3. maddede yer alan % 6 altında eğime sahip alanlarda meyve dikilmemesi kararı astropikal meyveleri soğuk/serin kara ikliminin hâkim olduğu yaylalar dikiniz, gibi bir bilim dışı safsatayı hâkim kılmaya çalışmakla izah edilebilir.

Yönetmelikte sadece il teknik kurulları 12 kamu görevlisine karşılık olarak 5 adet sivil toplum ve mesleki örgüt temsilcisinden oluşmaktadır ki tüm gelişmiş ülkelerde tarım planlaması kooperatif, üretici birliği gibi yapılara devredilirken bizde devlet memuru zihniyetin teslim edilmesi tarımın korunması, gelişmesi önündeki engellerden birisi olarak karşımıza çıkmaktadır.

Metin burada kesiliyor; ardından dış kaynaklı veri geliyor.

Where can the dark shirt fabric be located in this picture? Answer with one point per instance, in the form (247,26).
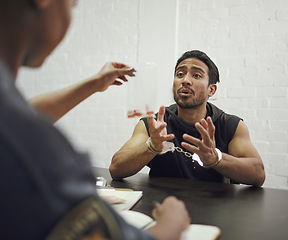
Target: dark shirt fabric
(42,177)
(178,165)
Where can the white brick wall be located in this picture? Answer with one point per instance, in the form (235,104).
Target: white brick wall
(247,39)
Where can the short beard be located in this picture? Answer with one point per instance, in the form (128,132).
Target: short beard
(193,104)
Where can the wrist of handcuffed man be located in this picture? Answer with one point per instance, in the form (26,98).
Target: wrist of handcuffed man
(218,161)
(151,148)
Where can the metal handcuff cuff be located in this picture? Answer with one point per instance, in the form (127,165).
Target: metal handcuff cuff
(170,147)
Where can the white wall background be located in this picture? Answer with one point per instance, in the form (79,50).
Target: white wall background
(247,39)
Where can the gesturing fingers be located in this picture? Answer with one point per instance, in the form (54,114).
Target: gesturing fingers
(161,113)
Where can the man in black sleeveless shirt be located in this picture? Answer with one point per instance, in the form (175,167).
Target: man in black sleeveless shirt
(192,138)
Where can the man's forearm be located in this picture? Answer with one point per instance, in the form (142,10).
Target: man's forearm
(127,162)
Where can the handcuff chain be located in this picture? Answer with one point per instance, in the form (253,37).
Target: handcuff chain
(187,154)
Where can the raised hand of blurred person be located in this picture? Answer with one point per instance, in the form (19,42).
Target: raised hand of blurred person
(57,103)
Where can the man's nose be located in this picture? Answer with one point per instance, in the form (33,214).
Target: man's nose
(188,80)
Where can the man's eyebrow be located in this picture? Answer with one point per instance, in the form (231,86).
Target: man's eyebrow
(195,68)
(198,69)
(181,67)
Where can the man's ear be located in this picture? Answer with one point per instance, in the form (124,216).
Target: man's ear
(212,89)
(41,4)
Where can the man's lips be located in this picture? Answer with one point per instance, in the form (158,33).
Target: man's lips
(185,91)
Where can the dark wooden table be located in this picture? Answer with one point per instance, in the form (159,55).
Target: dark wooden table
(242,212)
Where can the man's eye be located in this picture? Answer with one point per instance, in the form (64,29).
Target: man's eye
(180,74)
(197,75)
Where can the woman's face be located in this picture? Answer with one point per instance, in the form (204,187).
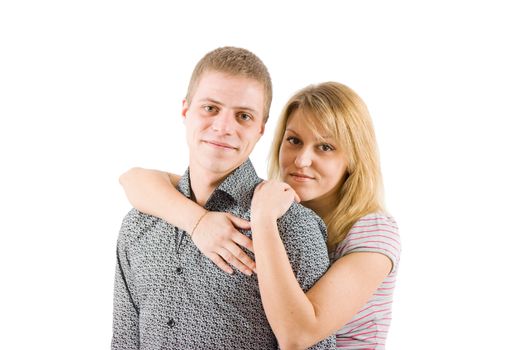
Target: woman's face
(314,168)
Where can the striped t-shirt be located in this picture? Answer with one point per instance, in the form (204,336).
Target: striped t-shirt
(369,327)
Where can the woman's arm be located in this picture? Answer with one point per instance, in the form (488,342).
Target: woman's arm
(215,234)
(300,319)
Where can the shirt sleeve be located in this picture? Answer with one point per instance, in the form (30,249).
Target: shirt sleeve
(376,233)
(304,237)
(125,310)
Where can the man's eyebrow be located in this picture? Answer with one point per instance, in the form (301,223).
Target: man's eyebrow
(244,108)
(325,137)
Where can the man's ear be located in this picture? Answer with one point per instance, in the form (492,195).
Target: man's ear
(262,128)
(185,107)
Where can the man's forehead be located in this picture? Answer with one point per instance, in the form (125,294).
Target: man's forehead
(231,91)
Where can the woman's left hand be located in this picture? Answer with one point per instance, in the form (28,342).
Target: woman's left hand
(271,199)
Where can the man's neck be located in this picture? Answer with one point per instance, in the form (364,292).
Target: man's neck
(203,183)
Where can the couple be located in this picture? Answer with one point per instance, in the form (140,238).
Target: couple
(170,292)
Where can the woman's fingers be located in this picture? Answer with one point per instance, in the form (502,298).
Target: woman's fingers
(234,256)
(217,260)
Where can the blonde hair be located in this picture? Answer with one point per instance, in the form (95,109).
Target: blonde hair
(336,108)
(236,62)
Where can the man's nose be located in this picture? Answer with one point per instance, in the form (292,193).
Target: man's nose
(223,122)
(303,158)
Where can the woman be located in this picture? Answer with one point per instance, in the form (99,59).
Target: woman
(325,152)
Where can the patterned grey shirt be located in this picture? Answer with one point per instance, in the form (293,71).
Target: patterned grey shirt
(170,296)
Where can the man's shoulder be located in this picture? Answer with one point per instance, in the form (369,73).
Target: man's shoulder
(135,224)
(304,220)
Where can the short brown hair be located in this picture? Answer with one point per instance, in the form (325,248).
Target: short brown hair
(237,62)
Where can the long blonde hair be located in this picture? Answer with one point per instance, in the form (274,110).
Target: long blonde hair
(338,109)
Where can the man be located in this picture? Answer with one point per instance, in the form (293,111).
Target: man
(167,294)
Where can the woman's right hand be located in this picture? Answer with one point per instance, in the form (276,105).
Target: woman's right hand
(217,237)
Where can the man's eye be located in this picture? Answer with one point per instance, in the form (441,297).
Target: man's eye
(326,147)
(293,140)
(245,116)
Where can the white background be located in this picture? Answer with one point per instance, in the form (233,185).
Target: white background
(89,89)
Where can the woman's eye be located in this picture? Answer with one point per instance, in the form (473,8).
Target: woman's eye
(326,147)
(293,140)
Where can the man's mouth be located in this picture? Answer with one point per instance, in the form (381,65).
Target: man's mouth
(220,145)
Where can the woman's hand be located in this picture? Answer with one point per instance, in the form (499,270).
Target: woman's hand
(217,237)
(272,199)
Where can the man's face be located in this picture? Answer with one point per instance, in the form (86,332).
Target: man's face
(224,121)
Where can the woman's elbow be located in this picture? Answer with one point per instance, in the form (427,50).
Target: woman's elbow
(130,173)
(293,342)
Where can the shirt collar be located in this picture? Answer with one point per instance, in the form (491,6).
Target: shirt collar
(239,184)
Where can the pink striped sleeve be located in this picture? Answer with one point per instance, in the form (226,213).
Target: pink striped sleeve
(373,233)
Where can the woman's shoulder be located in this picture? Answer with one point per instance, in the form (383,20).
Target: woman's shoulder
(375,232)
(375,221)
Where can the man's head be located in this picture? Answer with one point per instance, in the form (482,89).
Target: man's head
(225,110)
(236,62)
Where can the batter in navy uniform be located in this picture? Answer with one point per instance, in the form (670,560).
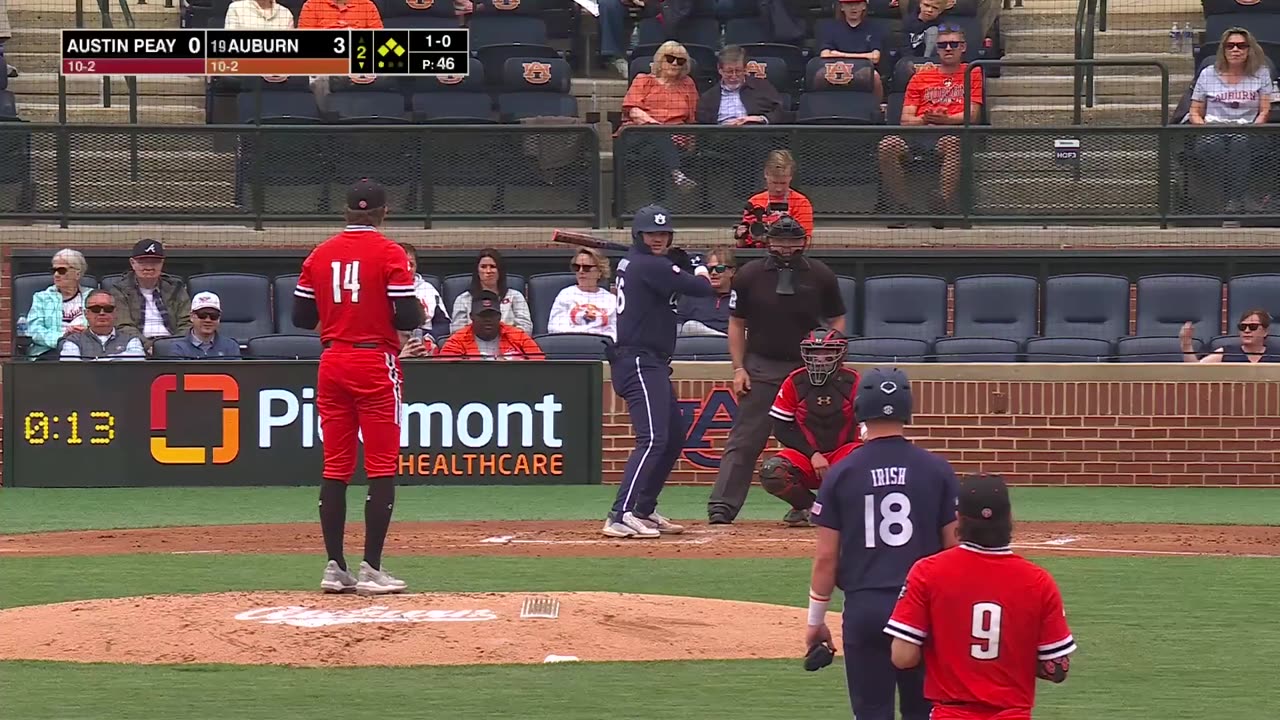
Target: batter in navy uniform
(650,279)
(881,509)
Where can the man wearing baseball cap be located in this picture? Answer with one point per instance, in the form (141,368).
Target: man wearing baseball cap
(986,621)
(204,341)
(147,300)
(488,337)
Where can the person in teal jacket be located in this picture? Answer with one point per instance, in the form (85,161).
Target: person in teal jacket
(58,309)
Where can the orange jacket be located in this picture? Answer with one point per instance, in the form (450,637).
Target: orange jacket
(513,343)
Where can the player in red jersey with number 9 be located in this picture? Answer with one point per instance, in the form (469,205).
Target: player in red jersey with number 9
(988,621)
(356,287)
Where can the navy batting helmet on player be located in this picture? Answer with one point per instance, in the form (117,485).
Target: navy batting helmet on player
(883,393)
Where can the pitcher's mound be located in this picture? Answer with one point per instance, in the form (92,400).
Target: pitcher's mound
(314,629)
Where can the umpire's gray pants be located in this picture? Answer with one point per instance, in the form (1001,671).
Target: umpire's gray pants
(750,433)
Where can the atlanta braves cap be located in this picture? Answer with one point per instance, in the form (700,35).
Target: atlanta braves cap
(983,497)
(366,195)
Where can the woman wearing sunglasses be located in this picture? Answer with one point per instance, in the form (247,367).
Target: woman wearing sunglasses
(664,96)
(1234,90)
(1253,327)
(585,306)
(59,309)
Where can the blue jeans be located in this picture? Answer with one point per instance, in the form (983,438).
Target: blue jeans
(1226,155)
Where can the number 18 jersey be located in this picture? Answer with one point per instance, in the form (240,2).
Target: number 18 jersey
(353,277)
(986,618)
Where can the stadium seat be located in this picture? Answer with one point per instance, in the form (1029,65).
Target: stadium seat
(284,347)
(1168,301)
(452,99)
(1146,349)
(246,301)
(702,349)
(1068,350)
(535,87)
(543,290)
(1252,292)
(976,350)
(1087,305)
(282,304)
(572,346)
(913,306)
(996,306)
(887,350)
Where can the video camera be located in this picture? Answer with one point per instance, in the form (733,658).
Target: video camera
(755,223)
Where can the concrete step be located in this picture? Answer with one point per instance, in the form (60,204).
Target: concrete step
(1107,89)
(1055,40)
(115,114)
(1176,64)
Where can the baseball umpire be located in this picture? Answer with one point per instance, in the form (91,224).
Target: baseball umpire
(357,288)
(814,422)
(650,279)
(880,510)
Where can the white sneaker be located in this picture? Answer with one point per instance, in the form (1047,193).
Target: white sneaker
(376,582)
(640,528)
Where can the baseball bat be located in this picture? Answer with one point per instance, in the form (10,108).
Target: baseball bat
(585,240)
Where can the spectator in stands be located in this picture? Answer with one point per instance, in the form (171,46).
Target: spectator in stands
(59,309)
(433,305)
(150,301)
(204,341)
(1234,90)
(777,199)
(1253,327)
(739,99)
(848,37)
(935,96)
(585,306)
(490,274)
(101,340)
(257,14)
(922,30)
(664,96)
(709,315)
(487,337)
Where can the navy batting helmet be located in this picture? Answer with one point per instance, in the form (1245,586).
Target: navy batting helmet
(883,393)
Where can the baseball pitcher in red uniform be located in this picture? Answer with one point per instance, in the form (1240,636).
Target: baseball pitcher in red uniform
(357,287)
(988,621)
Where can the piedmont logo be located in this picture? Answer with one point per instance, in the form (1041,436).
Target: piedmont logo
(305,616)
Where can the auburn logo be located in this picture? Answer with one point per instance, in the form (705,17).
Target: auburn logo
(837,73)
(538,73)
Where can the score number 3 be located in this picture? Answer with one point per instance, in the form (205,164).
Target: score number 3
(346,277)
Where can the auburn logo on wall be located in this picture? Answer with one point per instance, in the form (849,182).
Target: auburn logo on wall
(837,73)
(538,73)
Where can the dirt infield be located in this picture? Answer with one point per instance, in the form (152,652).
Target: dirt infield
(583,540)
(318,630)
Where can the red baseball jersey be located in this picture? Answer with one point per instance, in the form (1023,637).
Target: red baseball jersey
(353,277)
(986,619)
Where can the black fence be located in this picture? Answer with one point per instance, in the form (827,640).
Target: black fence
(1175,174)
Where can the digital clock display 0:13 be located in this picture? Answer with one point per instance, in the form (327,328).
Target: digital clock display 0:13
(73,428)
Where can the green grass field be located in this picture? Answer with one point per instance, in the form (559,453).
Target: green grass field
(1161,638)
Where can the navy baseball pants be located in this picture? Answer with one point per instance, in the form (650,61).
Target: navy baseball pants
(643,381)
(871,674)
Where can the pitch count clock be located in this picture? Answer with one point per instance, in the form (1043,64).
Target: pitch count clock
(96,427)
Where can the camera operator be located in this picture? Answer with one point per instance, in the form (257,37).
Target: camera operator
(764,208)
(775,302)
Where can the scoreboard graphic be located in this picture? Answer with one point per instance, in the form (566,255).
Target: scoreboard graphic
(438,51)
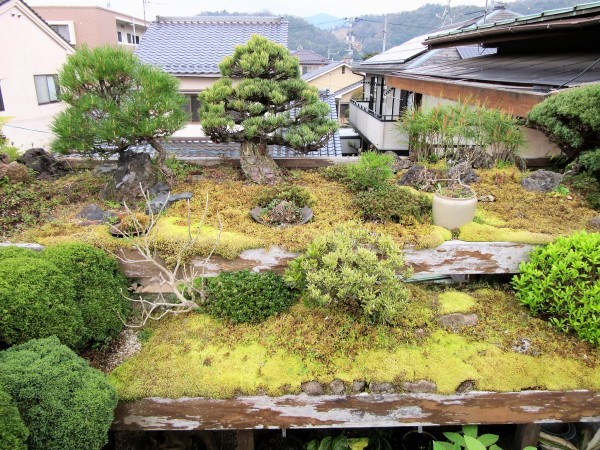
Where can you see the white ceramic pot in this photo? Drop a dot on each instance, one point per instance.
(452, 213)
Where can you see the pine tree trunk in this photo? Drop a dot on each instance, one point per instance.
(257, 164)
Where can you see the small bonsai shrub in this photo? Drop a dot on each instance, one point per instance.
(297, 195)
(570, 118)
(353, 269)
(561, 282)
(38, 300)
(99, 286)
(247, 297)
(372, 171)
(393, 203)
(66, 404)
(13, 251)
(13, 432)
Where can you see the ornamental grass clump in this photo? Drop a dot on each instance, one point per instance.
(244, 296)
(561, 283)
(353, 269)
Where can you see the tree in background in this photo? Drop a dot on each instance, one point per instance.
(115, 101)
(270, 105)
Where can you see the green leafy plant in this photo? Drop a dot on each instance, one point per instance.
(99, 285)
(13, 432)
(393, 203)
(468, 439)
(570, 118)
(561, 282)
(244, 296)
(340, 442)
(298, 195)
(353, 269)
(38, 300)
(66, 404)
(372, 171)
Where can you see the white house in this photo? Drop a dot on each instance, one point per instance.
(32, 54)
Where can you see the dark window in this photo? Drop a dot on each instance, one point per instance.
(46, 88)
(192, 106)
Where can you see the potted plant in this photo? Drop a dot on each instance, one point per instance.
(454, 204)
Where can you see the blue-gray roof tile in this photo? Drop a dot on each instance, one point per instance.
(196, 45)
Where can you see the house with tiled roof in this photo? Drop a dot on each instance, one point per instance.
(375, 115)
(32, 54)
(338, 77)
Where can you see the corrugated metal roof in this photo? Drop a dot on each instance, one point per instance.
(530, 69)
(196, 45)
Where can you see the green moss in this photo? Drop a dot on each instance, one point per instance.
(455, 302)
(434, 238)
(476, 232)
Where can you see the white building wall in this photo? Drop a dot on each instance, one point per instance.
(29, 47)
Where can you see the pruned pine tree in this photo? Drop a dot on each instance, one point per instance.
(115, 101)
(262, 100)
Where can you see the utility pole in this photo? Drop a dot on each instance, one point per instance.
(384, 31)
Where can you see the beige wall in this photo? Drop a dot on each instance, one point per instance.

Türkiye iklim ve yeryüzü bilimsel verileri, iklim özellikleri, meyve doğal coğrafyası, üretici bilgi altyapısı ve ihtisaslaşma özellikleri dikkat alınmadan hazırlanan bu yönetmelik bilimsel gerçeklere, üretici davranışlarına uymamaktadır. 

Meyve ağacının farklı tarımsal desteklerinden yararlanmak isteyen üreticileri başka bölgelere meyve yetiştiriciliğine göndermeyi akla getiren bu yönetmelik meyvecilik için % 6 meyil şartı ile neredeyse düz ve verimli ovalarda meyvecilik yapabilmek için teraslama şartı getirmektedir ki bu da tamamen bilim dışılıktır.
En fazla ihracat geliri sağlayan meyve çeşitlerine kısıtlama ve yasaklama getirilirken cari açığa, beslenme ve sağlık bilimlerine Türk ekonomisine verilecek zararlar hesaplanmamıştır.

Bu planlama ile incir, kayısı ve fındıkta dünya lideri olduğumuz gibi tüm tarım ürünlerinde liderliği hedeflememiz gerekirken, lider olduğumuz ürünlerde konumumuzu kaybettirecek bir planlama ortaya konulmuştur.

Bu planlama orta vadede Türkiye’yi pek çok tarım ürününde olduğu gibi meyvede de ithalatçı bir ülke konumuna sokacaktır.

İhracat getirisi yüksek ürünleri toptancı bir anlayışla tek kalemde yasaklamak plansızlığın bir örneğidir. Planlama cehaletinin bariz bir dogmasıdır. Gerçekte ise üretim fazlası, arzın fazla olduğu, (yeterlilik oranları yüksek ) meyveleri yasaklamak yerine Tarım ve Orman Bakanlığının ihracata uygun meyve türlerine destek vermesi daha akıllıca bir davranış olacaktır.

İhracata uygun türlerin hangi havzalarda yetiştirileceği daha bilimsel bir karar olacaktır.